Em 1995, 14 anos e meio atrás, meu editorial já dizia: “Não há nenhuma razão plausível e honesta para que o futebol continue sendo um esporte pré-histórico em plena era da eletrônica. Se os recursos da tevê podem comprovar, em segundos, o acerto de uma marcação, por que conviver com a falha eternamente?”.

Ontem, quando o bandeirinha foi consultado sobre o gol de Tevez, deveria ter usado o bom senso e dito que tinha mudado de idéia e que havia impedimento, pois todo o estádio – ele, inclusive – já tinha visto no telão que a posição do jogador argentino era irregular. Manter a decisão porque não se pode valer de recursos eletrônicos é a atitude mais estúpida e arcaica que um árbitro pode ter.

Polêmica ou Credibilidade?

Gente do meio, entre eles dirigentes, técnicos e até mesmo joagdores, defendem que o futebol precisa de polêmica, que não vive sem ela. Ora, eu pergunto: será que a credibilidade não faria mais pelo futebol do que essas discussões que só mostram a precariedade de um esporte que se recusa a evoluir?

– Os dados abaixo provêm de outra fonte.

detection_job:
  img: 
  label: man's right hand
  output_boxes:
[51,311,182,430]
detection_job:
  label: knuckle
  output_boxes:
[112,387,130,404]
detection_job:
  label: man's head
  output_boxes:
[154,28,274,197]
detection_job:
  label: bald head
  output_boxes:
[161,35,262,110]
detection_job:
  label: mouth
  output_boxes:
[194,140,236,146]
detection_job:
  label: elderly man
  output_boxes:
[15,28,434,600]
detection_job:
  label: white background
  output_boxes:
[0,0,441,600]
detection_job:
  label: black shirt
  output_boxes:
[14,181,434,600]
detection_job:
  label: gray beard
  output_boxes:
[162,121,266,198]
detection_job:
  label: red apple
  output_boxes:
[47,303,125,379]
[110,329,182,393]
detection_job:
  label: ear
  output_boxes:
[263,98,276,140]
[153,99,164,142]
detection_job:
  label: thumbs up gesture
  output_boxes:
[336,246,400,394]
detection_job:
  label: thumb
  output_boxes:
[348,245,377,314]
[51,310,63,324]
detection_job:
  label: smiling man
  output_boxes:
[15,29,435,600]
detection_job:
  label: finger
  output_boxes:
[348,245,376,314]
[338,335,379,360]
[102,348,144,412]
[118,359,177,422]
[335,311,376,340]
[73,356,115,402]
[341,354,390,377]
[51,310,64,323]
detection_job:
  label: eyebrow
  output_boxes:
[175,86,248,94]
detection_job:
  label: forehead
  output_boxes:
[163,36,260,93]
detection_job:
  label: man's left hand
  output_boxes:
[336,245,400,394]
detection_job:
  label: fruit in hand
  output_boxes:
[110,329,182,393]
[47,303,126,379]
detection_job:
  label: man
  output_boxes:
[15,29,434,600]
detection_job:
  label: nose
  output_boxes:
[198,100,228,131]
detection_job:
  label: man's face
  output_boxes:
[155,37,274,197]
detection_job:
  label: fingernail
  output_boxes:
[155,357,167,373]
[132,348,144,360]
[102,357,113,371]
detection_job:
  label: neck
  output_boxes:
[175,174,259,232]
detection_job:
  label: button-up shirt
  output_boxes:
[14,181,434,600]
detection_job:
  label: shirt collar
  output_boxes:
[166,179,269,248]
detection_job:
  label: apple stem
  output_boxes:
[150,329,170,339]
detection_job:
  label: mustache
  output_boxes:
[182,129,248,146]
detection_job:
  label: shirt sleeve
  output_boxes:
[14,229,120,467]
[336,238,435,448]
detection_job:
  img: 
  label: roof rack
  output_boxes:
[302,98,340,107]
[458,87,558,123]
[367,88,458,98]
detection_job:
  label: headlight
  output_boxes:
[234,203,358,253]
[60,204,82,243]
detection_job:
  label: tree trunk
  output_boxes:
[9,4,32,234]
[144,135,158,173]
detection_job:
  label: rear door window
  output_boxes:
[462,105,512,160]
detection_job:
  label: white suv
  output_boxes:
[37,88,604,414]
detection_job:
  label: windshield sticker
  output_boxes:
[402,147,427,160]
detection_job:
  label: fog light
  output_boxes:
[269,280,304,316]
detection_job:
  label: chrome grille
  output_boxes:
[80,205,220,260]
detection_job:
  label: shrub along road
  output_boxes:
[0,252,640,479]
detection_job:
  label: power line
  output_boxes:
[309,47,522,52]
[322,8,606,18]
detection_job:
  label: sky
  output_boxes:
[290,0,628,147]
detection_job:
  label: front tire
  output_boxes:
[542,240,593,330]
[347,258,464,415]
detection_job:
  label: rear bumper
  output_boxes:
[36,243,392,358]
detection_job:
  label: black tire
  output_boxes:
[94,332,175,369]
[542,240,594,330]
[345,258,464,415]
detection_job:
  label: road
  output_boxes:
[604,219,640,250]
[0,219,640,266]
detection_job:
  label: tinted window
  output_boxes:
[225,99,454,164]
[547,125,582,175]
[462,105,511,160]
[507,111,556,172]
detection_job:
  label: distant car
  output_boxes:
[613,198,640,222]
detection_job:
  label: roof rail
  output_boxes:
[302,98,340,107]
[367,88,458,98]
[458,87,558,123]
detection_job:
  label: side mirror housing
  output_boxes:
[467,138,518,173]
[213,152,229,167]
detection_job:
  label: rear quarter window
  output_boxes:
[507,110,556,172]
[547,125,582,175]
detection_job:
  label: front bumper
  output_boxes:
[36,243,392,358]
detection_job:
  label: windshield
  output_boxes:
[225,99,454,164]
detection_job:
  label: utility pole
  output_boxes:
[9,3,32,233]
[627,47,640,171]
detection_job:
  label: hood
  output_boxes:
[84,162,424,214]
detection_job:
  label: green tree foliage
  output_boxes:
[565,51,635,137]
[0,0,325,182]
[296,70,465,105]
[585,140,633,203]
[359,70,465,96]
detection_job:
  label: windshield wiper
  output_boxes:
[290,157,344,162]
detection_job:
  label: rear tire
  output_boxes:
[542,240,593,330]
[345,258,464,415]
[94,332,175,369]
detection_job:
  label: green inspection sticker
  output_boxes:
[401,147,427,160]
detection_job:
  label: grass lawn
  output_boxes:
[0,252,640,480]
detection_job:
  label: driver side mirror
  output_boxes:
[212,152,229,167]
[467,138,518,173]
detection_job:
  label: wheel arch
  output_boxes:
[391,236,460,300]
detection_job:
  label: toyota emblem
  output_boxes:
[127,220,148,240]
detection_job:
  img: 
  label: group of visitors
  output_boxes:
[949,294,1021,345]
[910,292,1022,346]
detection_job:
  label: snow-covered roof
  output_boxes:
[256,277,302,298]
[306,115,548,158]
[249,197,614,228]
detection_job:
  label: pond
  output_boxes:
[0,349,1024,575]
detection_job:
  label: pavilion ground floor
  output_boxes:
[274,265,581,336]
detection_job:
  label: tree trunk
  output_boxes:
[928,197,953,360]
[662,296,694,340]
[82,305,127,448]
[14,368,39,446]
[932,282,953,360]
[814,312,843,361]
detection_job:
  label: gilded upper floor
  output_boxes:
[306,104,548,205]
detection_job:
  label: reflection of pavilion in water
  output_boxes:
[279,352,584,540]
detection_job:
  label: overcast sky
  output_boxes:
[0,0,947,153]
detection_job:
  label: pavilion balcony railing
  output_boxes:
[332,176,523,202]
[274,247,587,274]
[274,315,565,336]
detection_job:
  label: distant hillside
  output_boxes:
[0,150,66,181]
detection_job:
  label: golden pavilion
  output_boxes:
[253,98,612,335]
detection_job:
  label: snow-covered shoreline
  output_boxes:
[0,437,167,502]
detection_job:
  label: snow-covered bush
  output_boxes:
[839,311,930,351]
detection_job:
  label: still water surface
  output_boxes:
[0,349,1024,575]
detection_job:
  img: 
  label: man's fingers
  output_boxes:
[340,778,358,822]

As discussões sempre existirão no futebol, movidas pelas paixões dos torcedores, pela comparação de times e atletas – e pela interpretação dos árbitros. Eu disse interpretação. Sempre se discutirá se tal jogador merecia ser expulso, se foi bola na mão ou mão na bola e outras questões da arbitragem.

Mas qual é a graça e que proveito pode trazer a um esporte constatar-se que uma bola entrou mais de 30 centímetros e o gol não foi dado? Ou que um jogador estava em posição irregular e se valeu dela para marcar um gol decisivo, que contribuiu para eliminar o adversário de uma Copa do Mundo?

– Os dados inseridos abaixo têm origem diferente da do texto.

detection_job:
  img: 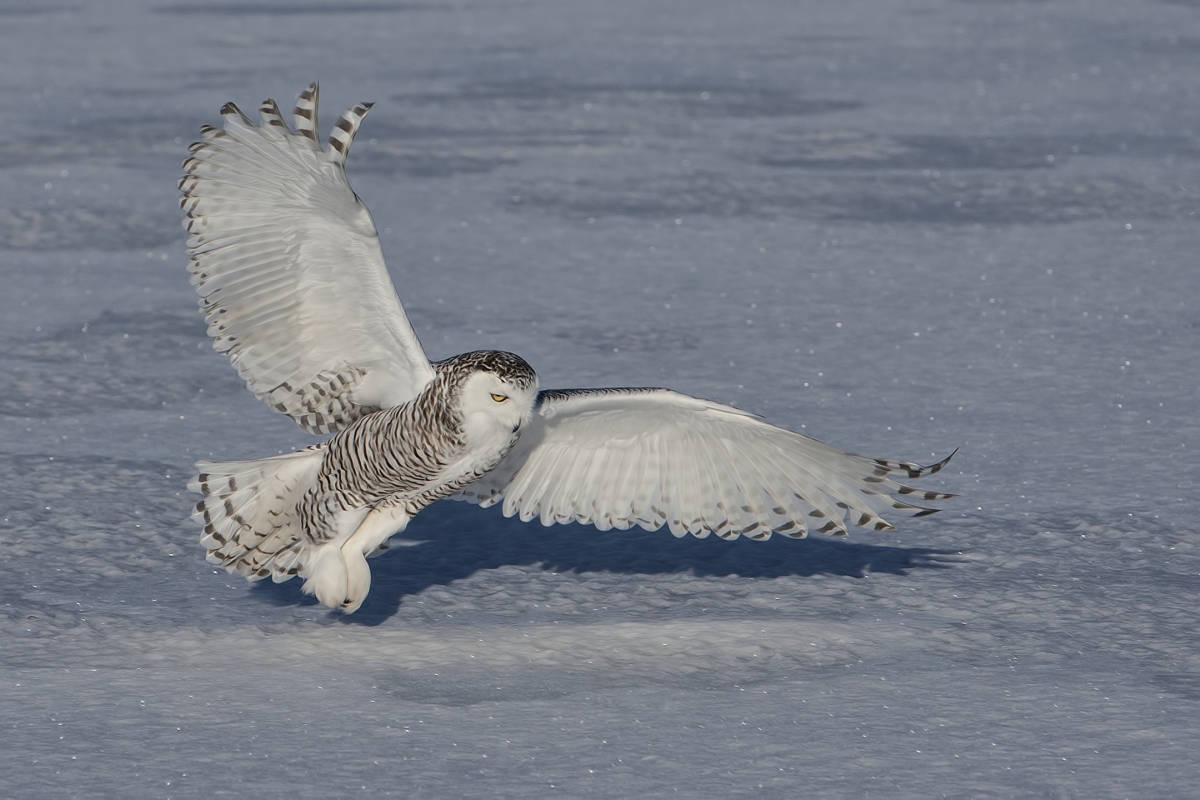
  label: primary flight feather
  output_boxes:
[179,84,953,613]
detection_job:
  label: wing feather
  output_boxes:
[180,84,433,432]
[456,389,954,540]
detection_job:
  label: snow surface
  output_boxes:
[0,0,1200,798]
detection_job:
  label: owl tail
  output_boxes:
[187,445,324,583]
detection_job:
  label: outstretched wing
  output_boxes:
[179,84,433,433]
[454,389,954,540]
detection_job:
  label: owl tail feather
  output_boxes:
[187,445,324,583]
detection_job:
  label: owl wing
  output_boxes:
[455,389,954,540]
[179,84,433,433]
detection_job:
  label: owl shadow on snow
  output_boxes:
[252,501,956,626]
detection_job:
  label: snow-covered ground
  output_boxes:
[0,0,1200,798]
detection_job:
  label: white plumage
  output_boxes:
[180,84,953,613]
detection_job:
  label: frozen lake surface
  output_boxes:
[0,0,1200,798]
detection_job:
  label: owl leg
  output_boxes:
[300,507,371,608]
[340,506,410,614]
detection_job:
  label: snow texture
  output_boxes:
[0,0,1200,798]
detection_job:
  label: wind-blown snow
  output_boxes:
[0,0,1200,798]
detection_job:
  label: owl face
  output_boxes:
[458,371,538,445]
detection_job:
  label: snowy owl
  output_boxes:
[179,84,953,613]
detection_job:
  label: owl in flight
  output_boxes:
[179,84,953,614]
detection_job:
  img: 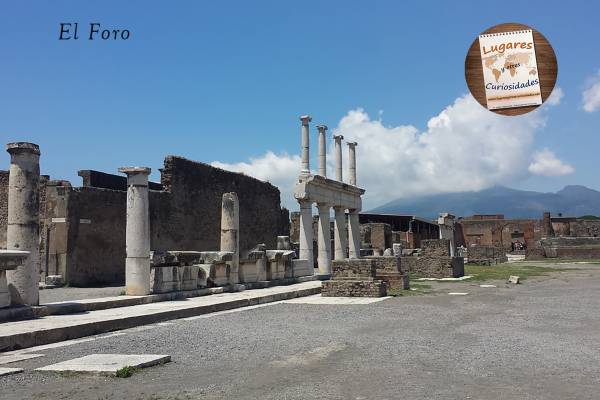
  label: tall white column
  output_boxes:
[317,203,331,275]
[348,142,358,186]
[333,207,348,260]
[298,200,314,268]
[333,135,344,182]
[348,210,360,258]
[317,125,327,176]
[6,142,40,306]
[300,115,312,174]
[221,192,240,284]
[119,167,150,296]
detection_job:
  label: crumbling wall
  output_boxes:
[150,156,290,254]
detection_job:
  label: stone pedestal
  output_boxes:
[317,203,331,275]
[6,142,40,306]
[221,192,240,284]
[119,167,150,296]
[0,250,29,308]
[333,207,348,260]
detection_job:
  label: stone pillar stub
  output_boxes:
[298,200,314,267]
[317,203,331,275]
[119,167,151,296]
[221,192,240,284]
[333,135,344,182]
[317,125,327,177]
[6,142,40,306]
[347,142,358,186]
[348,210,360,258]
[333,207,348,260]
[300,115,312,174]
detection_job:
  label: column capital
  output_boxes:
[6,142,40,156]
[119,167,151,186]
[300,115,312,125]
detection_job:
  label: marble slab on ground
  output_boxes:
[282,294,390,305]
[36,354,171,374]
[0,368,23,376]
[416,275,473,282]
[0,354,44,365]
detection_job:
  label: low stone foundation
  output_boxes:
[467,245,508,265]
[525,237,600,260]
[321,280,387,297]
[401,239,465,278]
[321,258,387,297]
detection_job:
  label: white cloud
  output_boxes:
[213,95,572,210]
[582,71,600,112]
[527,149,575,176]
[546,86,565,106]
[211,151,301,208]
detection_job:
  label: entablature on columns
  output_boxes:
[294,175,365,211]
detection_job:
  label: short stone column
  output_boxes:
[333,207,348,260]
[348,142,358,186]
[317,203,331,275]
[221,192,240,284]
[317,125,327,177]
[333,135,344,182]
[300,115,312,174]
[119,167,150,296]
[6,142,40,306]
[348,210,360,258]
[298,200,314,268]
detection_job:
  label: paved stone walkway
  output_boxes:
[0,281,321,351]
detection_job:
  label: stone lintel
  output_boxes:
[0,250,30,270]
[6,142,40,156]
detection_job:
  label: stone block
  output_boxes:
[45,275,65,286]
[321,280,387,297]
[421,239,450,257]
[292,259,314,278]
[332,258,376,280]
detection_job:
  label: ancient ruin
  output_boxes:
[294,115,365,277]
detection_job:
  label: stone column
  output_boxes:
[6,142,40,306]
[317,125,327,177]
[119,167,150,296]
[298,200,314,268]
[300,115,312,175]
[333,207,348,260]
[348,210,360,258]
[317,203,331,275]
[221,192,240,284]
[333,135,344,182]
[348,142,358,186]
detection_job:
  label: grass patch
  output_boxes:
[465,263,568,282]
[115,365,137,378]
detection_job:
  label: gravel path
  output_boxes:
[0,265,600,400]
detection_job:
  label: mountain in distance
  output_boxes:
[369,185,600,219]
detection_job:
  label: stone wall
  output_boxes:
[150,156,290,254]
[22,156,290,286]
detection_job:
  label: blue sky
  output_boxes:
[0,0,600,209]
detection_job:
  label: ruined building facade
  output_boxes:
[0,156,289,286]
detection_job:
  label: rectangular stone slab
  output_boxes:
[0,368,23,376]
[36,354,171,375]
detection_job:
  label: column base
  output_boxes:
[125,257,150,296]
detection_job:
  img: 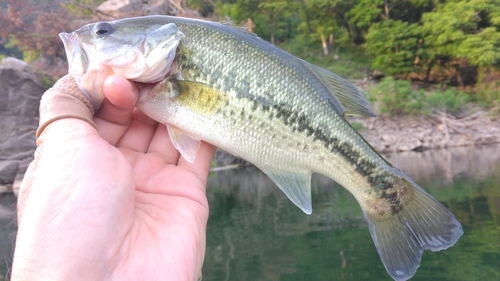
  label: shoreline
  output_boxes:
[0,111,500,194]
[347,109,500,153]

Um dos grandes benefícios desta Copa está sendo a divulgação do futebol para centros importantes, nos quais ele tem tudo para se tornar ainda mais popular. Além, naturalmente, dos países da África, continente que recebe o evento pela primeira vez, creio que este Mundial será um marco para Estados Unidos e Japão, mercados ricos e promissores, nos quais o futebol deverá crescer significativamente.

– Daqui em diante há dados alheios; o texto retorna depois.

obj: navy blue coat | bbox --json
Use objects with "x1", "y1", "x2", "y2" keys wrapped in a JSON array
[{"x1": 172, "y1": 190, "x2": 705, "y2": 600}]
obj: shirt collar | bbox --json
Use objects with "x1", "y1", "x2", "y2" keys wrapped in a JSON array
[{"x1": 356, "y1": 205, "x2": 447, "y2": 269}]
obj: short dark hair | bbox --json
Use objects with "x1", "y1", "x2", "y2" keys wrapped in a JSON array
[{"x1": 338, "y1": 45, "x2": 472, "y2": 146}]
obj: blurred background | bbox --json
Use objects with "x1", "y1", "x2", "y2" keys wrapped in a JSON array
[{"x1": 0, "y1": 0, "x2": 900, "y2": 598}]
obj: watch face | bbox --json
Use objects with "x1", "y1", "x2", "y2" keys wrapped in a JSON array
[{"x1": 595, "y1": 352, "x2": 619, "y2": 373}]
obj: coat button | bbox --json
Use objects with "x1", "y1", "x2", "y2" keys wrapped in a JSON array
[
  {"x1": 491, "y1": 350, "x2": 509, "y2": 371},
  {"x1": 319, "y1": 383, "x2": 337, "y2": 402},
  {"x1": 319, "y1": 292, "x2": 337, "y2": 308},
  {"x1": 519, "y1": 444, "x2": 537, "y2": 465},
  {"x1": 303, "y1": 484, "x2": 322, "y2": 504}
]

Como se sabe, boa parte da opinião pública norte-americana resiste ao futebol nos Estados Unidos, pois o esporte viria afetar os interesses de outras modalidades já estabelecidas e consagradas, como o futebol norte-americano e o beisebol. Esta Copa estava mudando isso. Creio que ainda está, mas os erros de arbitragem de ontem estão sendo usados pelos inimigos do futebol nos Estados Unidos para depreciar o esporte.

Acostumados a modalidades como o tênis, que dá ao jogador a possibilidade de pedir a ajuda do olho eletrônico para revisar a marcação do árbitro, é inadmissível para o norte-americano a incongruente imobilidade do futebol, que permite a cristalização de um erro confesso.

O mundo mudou e os velhinhos da Fifa precisam acordar para a nova era. A eletrônica tornou o torcedor menos tolerante com os erros de arbitragem. A polêmica não tem mais graça, principalmente quando ela representa falta de confiança nas regras do esporte.